March 27, 2017 – If your net worth is more than $30 million you qualify for a rarified group of approximately 211,000 people in the world who account for 19 percent of luxury market spending according to research firm Wealth-X. In a recent article by Matthew Dalton in The Wall Street Journal, these people are not the one percent we’ve heard so much about. They are the 0.1 percent.

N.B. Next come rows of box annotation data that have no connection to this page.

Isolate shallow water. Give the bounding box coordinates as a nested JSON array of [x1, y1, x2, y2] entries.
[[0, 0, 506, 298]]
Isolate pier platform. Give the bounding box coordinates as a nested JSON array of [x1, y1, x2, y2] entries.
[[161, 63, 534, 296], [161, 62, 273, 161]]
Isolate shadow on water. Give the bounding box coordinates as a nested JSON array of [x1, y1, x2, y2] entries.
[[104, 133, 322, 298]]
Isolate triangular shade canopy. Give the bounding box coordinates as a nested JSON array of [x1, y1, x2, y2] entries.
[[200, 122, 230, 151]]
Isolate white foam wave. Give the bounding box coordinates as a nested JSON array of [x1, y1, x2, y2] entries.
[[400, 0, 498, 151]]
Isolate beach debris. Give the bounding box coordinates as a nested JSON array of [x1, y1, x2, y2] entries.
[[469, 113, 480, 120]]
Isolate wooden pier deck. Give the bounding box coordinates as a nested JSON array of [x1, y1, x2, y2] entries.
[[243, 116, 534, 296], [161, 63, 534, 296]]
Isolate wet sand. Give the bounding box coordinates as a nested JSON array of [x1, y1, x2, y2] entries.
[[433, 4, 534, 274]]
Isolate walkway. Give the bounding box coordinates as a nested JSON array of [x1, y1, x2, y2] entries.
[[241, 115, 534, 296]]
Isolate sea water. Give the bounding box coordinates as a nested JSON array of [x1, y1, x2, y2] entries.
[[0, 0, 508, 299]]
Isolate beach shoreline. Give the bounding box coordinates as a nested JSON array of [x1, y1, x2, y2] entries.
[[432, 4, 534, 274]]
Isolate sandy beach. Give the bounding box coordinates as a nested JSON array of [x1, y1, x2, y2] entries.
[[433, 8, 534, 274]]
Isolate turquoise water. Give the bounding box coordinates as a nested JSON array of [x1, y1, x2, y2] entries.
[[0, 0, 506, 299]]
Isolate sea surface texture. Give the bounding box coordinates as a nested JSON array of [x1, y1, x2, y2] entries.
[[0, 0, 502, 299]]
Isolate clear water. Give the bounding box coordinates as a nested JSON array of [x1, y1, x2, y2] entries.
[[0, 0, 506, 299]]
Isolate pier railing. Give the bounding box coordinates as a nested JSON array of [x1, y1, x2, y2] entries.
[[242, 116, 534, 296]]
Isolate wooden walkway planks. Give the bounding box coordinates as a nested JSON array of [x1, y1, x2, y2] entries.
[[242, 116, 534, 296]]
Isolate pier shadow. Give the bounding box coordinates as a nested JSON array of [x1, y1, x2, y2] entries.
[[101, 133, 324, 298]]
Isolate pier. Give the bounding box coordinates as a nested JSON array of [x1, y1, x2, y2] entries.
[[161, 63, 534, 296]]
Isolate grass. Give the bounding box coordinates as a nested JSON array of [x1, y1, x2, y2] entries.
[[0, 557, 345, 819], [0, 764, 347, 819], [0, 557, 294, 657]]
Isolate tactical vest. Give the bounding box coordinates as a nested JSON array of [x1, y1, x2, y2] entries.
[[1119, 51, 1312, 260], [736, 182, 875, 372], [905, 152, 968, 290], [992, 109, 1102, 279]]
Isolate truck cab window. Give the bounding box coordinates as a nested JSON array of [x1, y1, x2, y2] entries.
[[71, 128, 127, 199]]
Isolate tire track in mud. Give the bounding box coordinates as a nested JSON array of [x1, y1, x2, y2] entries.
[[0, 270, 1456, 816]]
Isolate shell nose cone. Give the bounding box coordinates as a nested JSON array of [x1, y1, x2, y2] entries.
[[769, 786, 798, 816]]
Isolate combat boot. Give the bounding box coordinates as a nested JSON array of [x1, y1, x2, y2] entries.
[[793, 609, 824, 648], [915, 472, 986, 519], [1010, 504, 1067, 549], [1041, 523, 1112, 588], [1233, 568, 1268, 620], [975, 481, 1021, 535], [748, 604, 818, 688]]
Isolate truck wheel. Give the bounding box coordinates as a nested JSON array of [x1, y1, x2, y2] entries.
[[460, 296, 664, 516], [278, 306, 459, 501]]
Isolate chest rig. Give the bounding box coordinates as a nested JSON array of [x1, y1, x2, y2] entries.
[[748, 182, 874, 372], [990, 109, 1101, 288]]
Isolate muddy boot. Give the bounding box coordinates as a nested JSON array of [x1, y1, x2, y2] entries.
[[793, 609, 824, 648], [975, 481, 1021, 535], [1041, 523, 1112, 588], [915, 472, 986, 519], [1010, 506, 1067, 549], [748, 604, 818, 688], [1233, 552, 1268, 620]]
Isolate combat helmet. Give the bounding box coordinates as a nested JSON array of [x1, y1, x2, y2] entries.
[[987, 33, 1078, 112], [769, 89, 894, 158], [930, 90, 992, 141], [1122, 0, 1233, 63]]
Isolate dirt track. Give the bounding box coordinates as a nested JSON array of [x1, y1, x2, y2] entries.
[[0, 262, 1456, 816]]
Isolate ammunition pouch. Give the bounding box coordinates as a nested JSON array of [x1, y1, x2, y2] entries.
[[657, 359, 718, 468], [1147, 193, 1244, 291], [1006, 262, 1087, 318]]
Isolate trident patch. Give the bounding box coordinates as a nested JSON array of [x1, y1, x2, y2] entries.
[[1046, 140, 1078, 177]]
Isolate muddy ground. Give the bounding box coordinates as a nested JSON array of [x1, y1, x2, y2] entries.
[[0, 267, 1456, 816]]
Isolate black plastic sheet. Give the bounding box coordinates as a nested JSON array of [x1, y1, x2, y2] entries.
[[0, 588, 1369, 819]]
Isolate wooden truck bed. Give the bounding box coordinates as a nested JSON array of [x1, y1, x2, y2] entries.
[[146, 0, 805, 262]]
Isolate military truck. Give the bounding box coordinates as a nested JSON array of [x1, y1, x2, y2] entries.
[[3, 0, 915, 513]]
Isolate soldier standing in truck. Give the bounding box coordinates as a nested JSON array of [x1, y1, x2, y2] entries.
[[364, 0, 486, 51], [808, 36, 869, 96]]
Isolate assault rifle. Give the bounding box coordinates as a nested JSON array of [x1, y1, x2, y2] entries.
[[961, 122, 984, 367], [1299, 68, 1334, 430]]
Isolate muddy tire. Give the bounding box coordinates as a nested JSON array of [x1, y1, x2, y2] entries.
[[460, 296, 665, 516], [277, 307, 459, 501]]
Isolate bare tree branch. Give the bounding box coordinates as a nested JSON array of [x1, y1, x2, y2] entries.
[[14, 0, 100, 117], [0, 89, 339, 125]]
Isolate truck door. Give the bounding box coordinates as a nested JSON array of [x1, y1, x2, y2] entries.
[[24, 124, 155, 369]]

Luxury goods behemoth LVMH Moët Hennessy Louis Vuitton knows exactly how to tap into the desire of this elite group to be pampered and treated as special. They have turned a Paris apartment into an elegant, invitation-only tasting venue where the right amount of money buys access to old and rare bottles of Dom Perignon Champagne or four gallon bottles of Cheval Blanc. That size bottle is known as a Nebuchadnezzar.
A base price for sampling wines and Cognac with dinner prepared by a celebrity chef for 12 people is around $16,000 but that’s just the starting point. All that conviviality is sure to lead to ordering more rare and pricey wines but as the saying goes, if you have to ask the price, you can’t afford it.
Moët Hennessy’s wine brands include Krug, Dom Perignon, and Veuve Cliquot Champagnes, Chateau d’Yquem, Cheval Blanc and Ao Yun. The latter is a luxury cabernet sauvignon wine made from vineyards in the mountains of China’s Yunnan province, near to Tibet. It’s first vintage, 2013 was released to great acclaim last year and is available to purchase at $300 a bottle.